I think the bigger safety against this isn't that Apple reviews apps, but that submitting an app to the store requires money up front and some way for Apple to identify the person behind the account. It's by no means foolproof, but I imagine it redirects a lot of bad actors to easier attacks.

prodtorok 9 years ago

Could easily see this working on the mobile web as well

newshorts 9 years ago

What’s next? “How to make a phishing website look like a real website!”

I don’t get how this is an iOS problem, he basically just taught you what phishing is and happened to use iOS as the example...

dingo_bat 9 years ago

Windows has this sorted, albeit in a super annoying manner: UAC https://en.wikipedia.org/wiki/User_Account_Control#/media/Fi...

  • dx034 9 years ago

    In my opinion less annoying than the iOS password popup. I think in one OS they appeared very often (Win 7?) but by now I only see them if I want to execute as admin. And I'm glad how they're designed, it's hard to accidentally click on them.

whipoodle 9 years ago

No, it's usually a Touch ID prompt these days.

jsjohnst 9 years ago

Apple does have one mitigation I’m surprised not to see listed. The keyboard changes color when it’s a system dialog asking for your password. That’s not something an App can do to my knowledge, but I could be wrong. Any idea why it wasn’t mentioned?

  • Ajedi32 9 years ago

    You sure about that? The screenshots in the article don't show the keyboard being a different color with a legitimate pop-up.

    • jsjohnst 9 years ago

      On my iPhone it does. It goes from a light grey (normal keyboard) to a dark grey (system password entry keyboard).

      • intoverflow2 9 years ago

        Try it in a few more apps it's the choice of the app dev so basically random.

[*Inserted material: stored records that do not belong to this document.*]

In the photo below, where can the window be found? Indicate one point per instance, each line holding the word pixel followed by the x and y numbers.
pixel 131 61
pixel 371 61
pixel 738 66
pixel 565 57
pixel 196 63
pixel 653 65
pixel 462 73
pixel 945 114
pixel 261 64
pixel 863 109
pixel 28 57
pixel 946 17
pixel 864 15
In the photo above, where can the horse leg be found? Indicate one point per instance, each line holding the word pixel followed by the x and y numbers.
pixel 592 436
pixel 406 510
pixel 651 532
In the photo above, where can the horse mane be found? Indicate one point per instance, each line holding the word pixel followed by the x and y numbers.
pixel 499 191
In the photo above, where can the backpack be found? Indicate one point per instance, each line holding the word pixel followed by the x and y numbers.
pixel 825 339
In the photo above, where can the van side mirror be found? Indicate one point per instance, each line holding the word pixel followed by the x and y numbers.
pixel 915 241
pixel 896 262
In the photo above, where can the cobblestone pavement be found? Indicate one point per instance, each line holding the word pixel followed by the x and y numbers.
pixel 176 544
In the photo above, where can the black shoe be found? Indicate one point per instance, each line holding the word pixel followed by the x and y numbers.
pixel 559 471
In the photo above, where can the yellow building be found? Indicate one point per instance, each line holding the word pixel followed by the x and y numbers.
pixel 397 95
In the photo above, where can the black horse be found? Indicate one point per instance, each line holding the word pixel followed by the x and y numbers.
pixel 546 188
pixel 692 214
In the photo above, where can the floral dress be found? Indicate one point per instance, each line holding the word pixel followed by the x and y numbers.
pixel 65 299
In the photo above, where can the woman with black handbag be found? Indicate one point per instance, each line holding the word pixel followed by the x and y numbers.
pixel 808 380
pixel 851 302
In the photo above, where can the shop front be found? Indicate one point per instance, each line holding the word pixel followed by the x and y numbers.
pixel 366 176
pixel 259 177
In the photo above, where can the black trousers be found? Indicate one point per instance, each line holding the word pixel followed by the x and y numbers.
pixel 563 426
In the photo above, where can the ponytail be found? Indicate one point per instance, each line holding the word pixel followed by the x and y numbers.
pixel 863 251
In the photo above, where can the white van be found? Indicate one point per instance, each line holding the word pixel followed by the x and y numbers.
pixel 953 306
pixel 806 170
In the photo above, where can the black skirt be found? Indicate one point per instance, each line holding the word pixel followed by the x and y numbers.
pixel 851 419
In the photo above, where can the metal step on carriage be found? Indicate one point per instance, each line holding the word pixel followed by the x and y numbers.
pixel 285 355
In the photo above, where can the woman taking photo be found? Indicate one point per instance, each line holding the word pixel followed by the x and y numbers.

        Not that a user should have to know "only enter your password into the black keyboard", which can also be faked mind.

        • jsjohnst 9 years ago

          Yes, I know about UIKeyboardAppearance and how apps can influence that, this isn't what I am talking about. When I say "system password" dialog, I am talking specifically about requests for my iCloud/iTunes/phone password. Unfortunately I can't seem to trigger it now, but I distinctly remember in the past the keyboard looked slightly different than the dark keyboard theme. Maybe I am wrong!

  • earenndil 9 years ago

    This is just a part of ios. There's a light keyboard and a dark keyboard, and apps can request to use the dark one. The reddit app, for instance, requests the dark keyboard when you're in "night mode."

  • thisisdave 9 years ago

    That's only if you're using a third-party keyboard, I think.

    • jsjohnst 9 years ago

      I’m using the stock Apple keyboard (used to use alternatives, but not anymore) and as mentioned the keyboard significantly darkens it’s grey when it’s asking for a system password.